Das Heyse-Unheil
Vierzehn Jahre nach der ersten Einführung der „erleichternden“ Reformschreibung an den Schulen herrscht im deutschen Sprachraum immer noch heillose Verwirrung – am sichtbarsten bei der s-Schreibung. Die heimtückische Zwangsmissionierung durch die Presse verbiegt erlernte Fähigkeiten. Eine ganze Sprachgemeinschaft wurde und wird in ein Heer von Schreibstümpern verwandelt. Die Beispiele kann man täglich in den einsehbaren Online-Leserbriefen lesen, z.B. auch in der „Presse“, die sich anfangs noch auf Wunsch der Leser der neuen „Stussschreibung“ verweigert hatte:
Es muß mit der Ausbeuterei des Volkes endlich Schluß sein, und dass muß eben zumindest für alle grundsätzlich lebensnotwendigen Dinge gelten, dass diese vollkommen unbesteuert sind.

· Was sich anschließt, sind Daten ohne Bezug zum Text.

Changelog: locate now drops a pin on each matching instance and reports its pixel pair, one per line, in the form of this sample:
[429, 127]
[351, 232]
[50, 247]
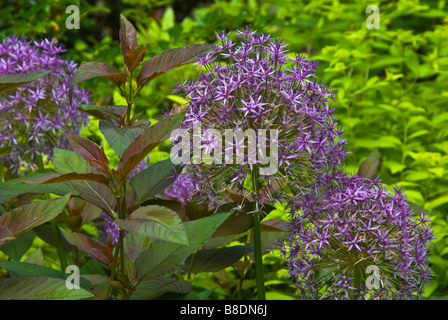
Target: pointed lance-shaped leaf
[66, 161]
[11, 81]
[128, 36]
[5, 235]
[108, 113]
[134, 57]
[24, 218]
[146, 141]
[118, 137]
[89, 151]
[79, 176]
[98, 251]
[169, 60]
[156, 222]
[95, 69]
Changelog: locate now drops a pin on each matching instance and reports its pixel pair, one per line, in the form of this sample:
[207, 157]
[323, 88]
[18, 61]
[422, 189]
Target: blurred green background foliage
[391, 84]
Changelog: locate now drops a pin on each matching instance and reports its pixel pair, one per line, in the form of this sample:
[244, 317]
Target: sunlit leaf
[127, 35]
[24, 218]
[153, 288]
[213, 260]
[155, 222]
[149, 139]
[161, 256]
[154, 179]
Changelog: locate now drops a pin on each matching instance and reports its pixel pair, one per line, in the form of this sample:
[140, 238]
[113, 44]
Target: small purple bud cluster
[36, 116]
[106, 226]
[182, 189]
[353, 238]
[257, 85]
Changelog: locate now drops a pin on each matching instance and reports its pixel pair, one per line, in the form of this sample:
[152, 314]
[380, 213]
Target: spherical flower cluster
[36, 116]
[256, 86]
[354, 238]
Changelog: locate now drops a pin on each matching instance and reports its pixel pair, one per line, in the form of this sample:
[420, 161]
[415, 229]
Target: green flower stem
[258, 253]
[59, 247]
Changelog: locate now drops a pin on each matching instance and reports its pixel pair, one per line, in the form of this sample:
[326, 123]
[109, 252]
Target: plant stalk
[258, 253]
[59, 247]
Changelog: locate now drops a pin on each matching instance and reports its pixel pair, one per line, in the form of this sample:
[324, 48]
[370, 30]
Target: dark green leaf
[66, 161]
[5, 235]
[14, 188]
[94, 69]
[127, 35]
[22, 219]
[90, 152]
[16, 248]
[22, 268]
[72, 176]
[114, 113]
[153, 288]
[169, 60]
[98, 251]
[162, 256]
[120, 138]
[154, 179]
[213, 260]
[149, 139]
[27, 287]
[155, 222]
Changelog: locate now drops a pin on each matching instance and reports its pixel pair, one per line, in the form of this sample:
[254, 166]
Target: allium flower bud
[35, 117]
[353, 238]
[182, 189]
[257, 106]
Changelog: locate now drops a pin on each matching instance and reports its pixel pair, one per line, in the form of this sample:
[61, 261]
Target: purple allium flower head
[36, 116]
[106, 227]
[255, 85]
[352, 237]
[182, 189]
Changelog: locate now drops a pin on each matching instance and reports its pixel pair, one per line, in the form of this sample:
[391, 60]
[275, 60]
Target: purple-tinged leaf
[146, 141]
[169, 60]
[134, 57]
[5, 235]
[128, 36]
[153, 288]
[156, 222]
[274, 225]
[120, 138]
[79, 176]
[89, 151]
[94, 69]
[22, 219]
[213, 260]
[98, 251]
[114, 113]
[66, 161]
[11, 81]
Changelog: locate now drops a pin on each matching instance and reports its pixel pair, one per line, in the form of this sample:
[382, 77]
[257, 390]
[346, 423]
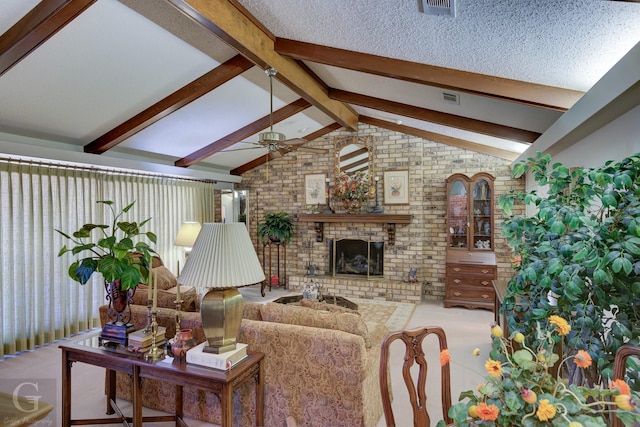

Nur alles was darüber hinaus geht, darf einer Besteuerung unterliegen! Es muß die Gehaltserhöhung für alle Beamte zurückgenommen werden …
Die Presse 2.11.2010
Dabei hatte der Schreibratsvorsitzende Zehetmair am Anfang seiner Tätigkeit noch vollmundig verkündet, alles käme auf den Prüfstand. Wie das dann aussah, hat Th. Ickler in der FAZ nach seinem Ausscheiden aus dem Rat dargestellt:
… Mannheim, 28. Oktober [2005]
Die s-Schreibung soll auf einer Plenarsitzung diskutiert werden. Ich sehe jedoch auch hier keinerlei Änderungsbereitschaft. Angeblich kommen die Schüler problemlos zurecht. Untersuchungen gibt es natürlich nicht. Als ich feststelle, daß wir keine Schulorthographie, sondern eine Orthographie für Qualitätstexte zu machen hätten, höhnen einige Mitglieder gleich wieder, als hätte ich kein Herz für Kinder.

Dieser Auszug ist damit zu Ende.